“We Certainly Want To Invest In The Music Business”: Punit Goenka On Zee Music’s future
The shift comes amid Zee Entertainment’s growing focus on OTT, music and live entertainment
The shift comes amid Zee Entertainment’s growing focus on OTT, music and live entertainment
Media conglomerate Zee Entertainment Enterprises is evaluating strategic options for its music business, Zee Music Company, including the possibility of carving it out into a separate entity and bringing in a strategic investor, according to comments made by CEO Punit Goenka during the company’s fourth-quarter earnings call.
Goenka indicated that the company remains committed to expanding its presence in the music segment as part of its broader push into high-growth entertainment verticals. He said Zee continues to explore ways to unlock value from the business while strengthening its long-term growth prospects.
The remarks come as Zee sharpens its focus on sectors such as OTT, music, studios and live entertainment amid slowing momentum in the traditional television broadcasting business. Music, in particular, has emerged as a key area of interest for media companies looking to diversify revenues and deepen digital engagement.
Launched in 2014, Zee Music Company has grown into a notable player in India’s highly competitive music market, competing with established labels including T-Series, Saregama and Tips Music, alongside the Indian divisions of global majors such as Sony Music, Universal Music Group and Warner Music Group.

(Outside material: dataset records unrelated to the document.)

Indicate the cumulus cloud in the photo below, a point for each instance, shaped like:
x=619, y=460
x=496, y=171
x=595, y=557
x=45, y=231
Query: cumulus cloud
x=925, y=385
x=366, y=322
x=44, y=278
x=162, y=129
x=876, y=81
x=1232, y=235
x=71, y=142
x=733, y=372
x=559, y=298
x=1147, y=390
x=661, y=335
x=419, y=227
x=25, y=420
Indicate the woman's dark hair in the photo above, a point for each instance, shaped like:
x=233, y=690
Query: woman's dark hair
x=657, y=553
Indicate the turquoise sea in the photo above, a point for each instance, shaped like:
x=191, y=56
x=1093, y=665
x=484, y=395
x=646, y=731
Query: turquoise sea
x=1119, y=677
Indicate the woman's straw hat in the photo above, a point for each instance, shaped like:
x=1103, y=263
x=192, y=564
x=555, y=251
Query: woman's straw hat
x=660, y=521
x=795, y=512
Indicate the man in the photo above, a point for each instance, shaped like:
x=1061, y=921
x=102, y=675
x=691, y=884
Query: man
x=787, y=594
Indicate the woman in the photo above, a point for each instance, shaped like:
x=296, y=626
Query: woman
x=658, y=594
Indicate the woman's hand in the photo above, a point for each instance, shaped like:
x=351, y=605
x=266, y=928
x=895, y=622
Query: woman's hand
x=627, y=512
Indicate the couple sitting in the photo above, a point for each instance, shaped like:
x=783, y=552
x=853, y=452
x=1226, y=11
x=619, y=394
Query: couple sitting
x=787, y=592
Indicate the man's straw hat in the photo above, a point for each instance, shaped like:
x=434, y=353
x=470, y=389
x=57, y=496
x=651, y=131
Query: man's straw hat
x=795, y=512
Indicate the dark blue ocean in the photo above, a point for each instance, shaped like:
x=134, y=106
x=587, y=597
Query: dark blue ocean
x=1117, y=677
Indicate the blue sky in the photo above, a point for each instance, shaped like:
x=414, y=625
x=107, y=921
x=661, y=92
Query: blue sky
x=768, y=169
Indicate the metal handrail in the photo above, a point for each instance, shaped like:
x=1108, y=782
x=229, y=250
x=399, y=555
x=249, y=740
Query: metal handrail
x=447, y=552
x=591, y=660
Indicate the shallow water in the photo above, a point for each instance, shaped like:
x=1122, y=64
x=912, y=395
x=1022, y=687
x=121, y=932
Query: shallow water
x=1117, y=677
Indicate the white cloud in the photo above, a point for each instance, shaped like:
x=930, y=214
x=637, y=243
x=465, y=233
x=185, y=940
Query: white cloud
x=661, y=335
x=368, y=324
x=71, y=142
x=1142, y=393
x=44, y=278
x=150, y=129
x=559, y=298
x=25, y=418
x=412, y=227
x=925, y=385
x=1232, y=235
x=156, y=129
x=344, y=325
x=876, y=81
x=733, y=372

Despite the competition, Zee appears keen on scaling the business organically before making any major structural decisions. Goenka noted that the company still considers itself a relatively smaller player in the music ecosystem but remains open to evaluating strategic opportunities if they align with its long-term plans.
The development signals Zee’s intent to further strengthen its foothold in the evolving music and digital entertainment economy, where catalog ownership, streaming consumption and live experiences are increasingly becoming major growth drivers for media companies.